Investing.com - Gold rose slightly in Asia on Friday with trade thin ahead of next week's Federal Reserve review of interest rates.
On the Comex division of the New York Mercantile Exchange, gold for June delivery edged up 0.03% to $1,250.70 a troy ounce.
Silver futures for May delivery dropped 0.23% to $17.050 a troy ounce, while copper futures rose 0.13% to $2.254 a pound.
Overnight, gold inched down amid a relatively flat dollar, as the European Central Bank held interest rates steady at a highly-anticipated meeting on Thursday, while hinting that rates could be cut again in the short-term future.
At session-highs, gold surged above $1,270 in European afternoon trading, hitting its highest level in more than a month. The precious metal reversed course shortly after amid heavy profit taking, halting a four-day winning streak. Despite the mild losses, gold is still up more than 17% since the start of the year and is on pace for one of its strongest opening halves in more than a decade.
On Thursday afternoon, the ECB's Governing Council left its benchmark interest rate for the euro zone at a record-low of zero in a closely-watched decision in Frankfurt. At the same time, the ECB's deposit rate remained unchanged at Minus-0.4%, while its marginal lending facility rate also stayed unchanged at 0.25%. In March, the ECB lowered the deposit rate, or the rate it charges on overnight, commercial bank deposits parked at the central bank, to its lowest level on record. The marginal lending rate is the rate at which banks pay to borrow money stored at the ECB.
The Governing Council also opted to leave the scope and duration of its comprehensive quantitative easing program unchanged at €80 billion per month. In December, the ECB extended the asset-purchasing program through March, 2017, "or beyond." At a press conference following Thursday's policy statement release, ECB president Mario Draghi sent strong indications that further rate cuts could be forthcoming.

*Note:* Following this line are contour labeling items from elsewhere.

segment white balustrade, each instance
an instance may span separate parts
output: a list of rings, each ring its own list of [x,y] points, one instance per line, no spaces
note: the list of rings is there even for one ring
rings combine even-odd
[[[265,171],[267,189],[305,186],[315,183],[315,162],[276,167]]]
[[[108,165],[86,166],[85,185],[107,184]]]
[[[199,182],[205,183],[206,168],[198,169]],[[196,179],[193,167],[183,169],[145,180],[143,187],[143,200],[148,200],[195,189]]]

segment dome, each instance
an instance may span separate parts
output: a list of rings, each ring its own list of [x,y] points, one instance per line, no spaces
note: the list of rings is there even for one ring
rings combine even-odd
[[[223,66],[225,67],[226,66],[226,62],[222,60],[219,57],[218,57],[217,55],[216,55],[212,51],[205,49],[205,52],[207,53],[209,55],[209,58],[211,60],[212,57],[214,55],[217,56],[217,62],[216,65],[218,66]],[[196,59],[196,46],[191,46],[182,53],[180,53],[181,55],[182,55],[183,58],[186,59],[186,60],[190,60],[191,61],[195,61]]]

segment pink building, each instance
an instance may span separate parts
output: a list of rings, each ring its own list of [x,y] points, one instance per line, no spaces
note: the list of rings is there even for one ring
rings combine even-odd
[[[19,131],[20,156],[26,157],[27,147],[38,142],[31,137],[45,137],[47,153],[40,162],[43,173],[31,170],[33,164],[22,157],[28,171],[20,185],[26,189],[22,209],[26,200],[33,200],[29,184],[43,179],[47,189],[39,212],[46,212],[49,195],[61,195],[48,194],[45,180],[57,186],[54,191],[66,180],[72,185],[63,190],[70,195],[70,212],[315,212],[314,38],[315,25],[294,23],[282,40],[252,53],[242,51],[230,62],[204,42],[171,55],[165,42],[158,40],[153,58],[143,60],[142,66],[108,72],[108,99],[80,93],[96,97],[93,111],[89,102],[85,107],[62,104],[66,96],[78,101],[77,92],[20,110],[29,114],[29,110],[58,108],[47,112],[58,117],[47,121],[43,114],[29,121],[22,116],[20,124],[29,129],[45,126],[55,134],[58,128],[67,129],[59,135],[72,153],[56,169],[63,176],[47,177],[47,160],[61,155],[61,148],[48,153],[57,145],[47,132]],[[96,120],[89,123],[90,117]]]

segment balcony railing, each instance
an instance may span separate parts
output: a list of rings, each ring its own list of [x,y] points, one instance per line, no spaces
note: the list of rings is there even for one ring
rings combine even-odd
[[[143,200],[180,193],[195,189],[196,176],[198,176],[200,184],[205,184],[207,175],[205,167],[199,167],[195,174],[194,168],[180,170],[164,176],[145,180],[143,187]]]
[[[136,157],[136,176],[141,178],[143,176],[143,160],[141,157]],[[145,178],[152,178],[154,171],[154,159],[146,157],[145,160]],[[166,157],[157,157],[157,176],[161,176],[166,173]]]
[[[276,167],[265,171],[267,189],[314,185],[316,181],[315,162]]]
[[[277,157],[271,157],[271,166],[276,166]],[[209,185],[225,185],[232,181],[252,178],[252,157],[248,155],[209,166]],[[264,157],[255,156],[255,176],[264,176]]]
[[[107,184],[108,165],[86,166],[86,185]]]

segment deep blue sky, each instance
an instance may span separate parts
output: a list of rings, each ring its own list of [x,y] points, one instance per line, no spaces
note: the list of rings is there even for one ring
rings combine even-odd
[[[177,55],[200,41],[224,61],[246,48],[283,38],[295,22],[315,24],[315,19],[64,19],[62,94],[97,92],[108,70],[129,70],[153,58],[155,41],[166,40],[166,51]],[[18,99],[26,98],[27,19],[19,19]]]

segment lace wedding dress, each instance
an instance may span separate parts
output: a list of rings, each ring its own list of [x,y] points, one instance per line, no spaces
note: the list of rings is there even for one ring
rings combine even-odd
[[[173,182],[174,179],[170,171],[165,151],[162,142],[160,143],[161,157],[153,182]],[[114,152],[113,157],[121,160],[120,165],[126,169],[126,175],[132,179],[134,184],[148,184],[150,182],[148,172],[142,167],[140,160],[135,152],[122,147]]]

"We continue to expect them (interest rates) to remain at present, or lower, levels for an extended period of time and well past the horizon of asset purchases," Draghi said.
The ECB's stance could prompt the Federal Reserve to follow suit when it faces a similar interest rate decision next week. A subsequent rate cut by the ECB could also allow the Fed to implicitly tighten monetary policy while leaving short-term interest rates unchanged. Since approving a historic interest rate hike in December, the Federal Open Market Committee (FOMC) has held its benchmark Federal Funds Rate between 0.25 and 0.50% at each of its first two meetings this year.
Any rate hikes by the Fed this year are viewed as bearish for gold, which struggles to compete with high-yield bearing assets in rising rate environments.
Elsewhere, initial jobless claims in the U.S. fell by 6,000 for the week ending on April 16, dropping to a lower-than-expected 247,000. Analysts expected new claims to rise by 12,000 to 265,000. As a result, the four-week moving average fell to 260,500, from 265,000 a week earlier.